Only three places in the Bible mention “blasphemy against the Holy Spirit”: Matthew 12:22-32, Mark 3:20-30 and Luke 12:10. The Greek word in these verses means “to speak abusively, defame, vilify.” Certain people of Jesus’ day blasphemed the Spirit by attributing the power and works of God to the devil — by saying Jesus cast out demons by an unclean spirit.
Blasphemy against the Spirit of God is not pardonable. The reason is this: We can come to repentance only when the Holy Spirit convicts us that our ways have been wrong and that God’s ways are right. If we reject, by not repenting, the Holy Spirit and the works it does, we are rejecting the only channel through which we could qualify for God’s gift of grace. The unpardonable sin is the one unrepented of.

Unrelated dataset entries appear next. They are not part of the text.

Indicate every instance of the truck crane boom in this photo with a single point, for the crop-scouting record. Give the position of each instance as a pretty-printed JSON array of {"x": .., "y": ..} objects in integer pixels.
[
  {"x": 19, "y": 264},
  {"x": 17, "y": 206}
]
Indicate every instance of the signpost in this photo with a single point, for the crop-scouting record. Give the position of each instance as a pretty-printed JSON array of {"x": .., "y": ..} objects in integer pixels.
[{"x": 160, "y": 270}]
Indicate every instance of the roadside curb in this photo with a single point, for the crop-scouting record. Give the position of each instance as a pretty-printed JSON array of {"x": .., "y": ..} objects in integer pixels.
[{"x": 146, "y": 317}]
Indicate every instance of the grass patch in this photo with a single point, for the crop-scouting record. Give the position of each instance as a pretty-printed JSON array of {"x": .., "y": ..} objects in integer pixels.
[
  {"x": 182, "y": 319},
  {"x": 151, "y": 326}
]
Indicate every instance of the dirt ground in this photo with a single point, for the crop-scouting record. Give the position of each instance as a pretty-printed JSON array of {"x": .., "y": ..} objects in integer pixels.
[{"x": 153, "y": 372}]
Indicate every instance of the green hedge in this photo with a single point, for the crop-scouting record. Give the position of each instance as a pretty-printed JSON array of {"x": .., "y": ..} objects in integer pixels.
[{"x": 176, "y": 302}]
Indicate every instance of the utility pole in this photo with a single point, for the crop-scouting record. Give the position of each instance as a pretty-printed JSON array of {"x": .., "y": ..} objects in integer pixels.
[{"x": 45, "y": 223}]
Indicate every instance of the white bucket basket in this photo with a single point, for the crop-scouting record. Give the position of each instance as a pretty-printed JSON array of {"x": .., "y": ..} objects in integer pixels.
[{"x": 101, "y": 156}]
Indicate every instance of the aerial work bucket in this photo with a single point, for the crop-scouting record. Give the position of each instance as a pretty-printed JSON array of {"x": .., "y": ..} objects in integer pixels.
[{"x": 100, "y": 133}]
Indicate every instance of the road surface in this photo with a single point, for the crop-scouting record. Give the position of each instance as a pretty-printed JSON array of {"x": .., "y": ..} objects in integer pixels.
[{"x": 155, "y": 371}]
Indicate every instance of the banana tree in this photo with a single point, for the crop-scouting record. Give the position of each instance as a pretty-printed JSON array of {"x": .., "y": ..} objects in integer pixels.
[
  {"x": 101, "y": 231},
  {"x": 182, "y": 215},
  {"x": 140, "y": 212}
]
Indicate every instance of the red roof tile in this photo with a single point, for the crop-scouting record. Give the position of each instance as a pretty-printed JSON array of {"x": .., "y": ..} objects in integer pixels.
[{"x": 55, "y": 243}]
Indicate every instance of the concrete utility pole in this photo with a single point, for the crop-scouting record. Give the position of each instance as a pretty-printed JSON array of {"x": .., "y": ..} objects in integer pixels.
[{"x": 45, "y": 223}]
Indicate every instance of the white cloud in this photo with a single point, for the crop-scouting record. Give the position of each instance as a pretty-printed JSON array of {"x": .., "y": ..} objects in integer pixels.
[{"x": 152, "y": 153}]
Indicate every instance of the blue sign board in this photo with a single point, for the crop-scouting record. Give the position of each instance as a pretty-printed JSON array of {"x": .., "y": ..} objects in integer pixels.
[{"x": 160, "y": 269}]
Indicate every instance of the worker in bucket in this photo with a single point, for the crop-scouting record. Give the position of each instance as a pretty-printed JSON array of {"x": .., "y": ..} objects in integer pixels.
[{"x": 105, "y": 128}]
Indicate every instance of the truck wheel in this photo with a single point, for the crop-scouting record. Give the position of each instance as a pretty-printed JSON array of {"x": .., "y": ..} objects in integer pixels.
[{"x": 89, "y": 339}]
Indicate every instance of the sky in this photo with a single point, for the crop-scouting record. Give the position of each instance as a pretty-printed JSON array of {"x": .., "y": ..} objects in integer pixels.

Falling away after once having the Holy Spirit is also unpardonable (Hebrews 6:4-6). Falling away means turning from God’s way of life after sincerely embracing it, or rejecting Christ’s sacrifice, which makes it possible for humans to receive God’s Spirit after repentance and baptism (Acts 2:38). It is possible, as I Thessalonians 5:19 shows, to quench the Spirit in us.
Many have worried needlessly about this question. No one who has blasphemed the Spirit of God wants to do the works of God. He hates them! But as long as one is truly repentant, wants to live God’s way of life and strives to overcome, he or she has not committed the unpardonable sin.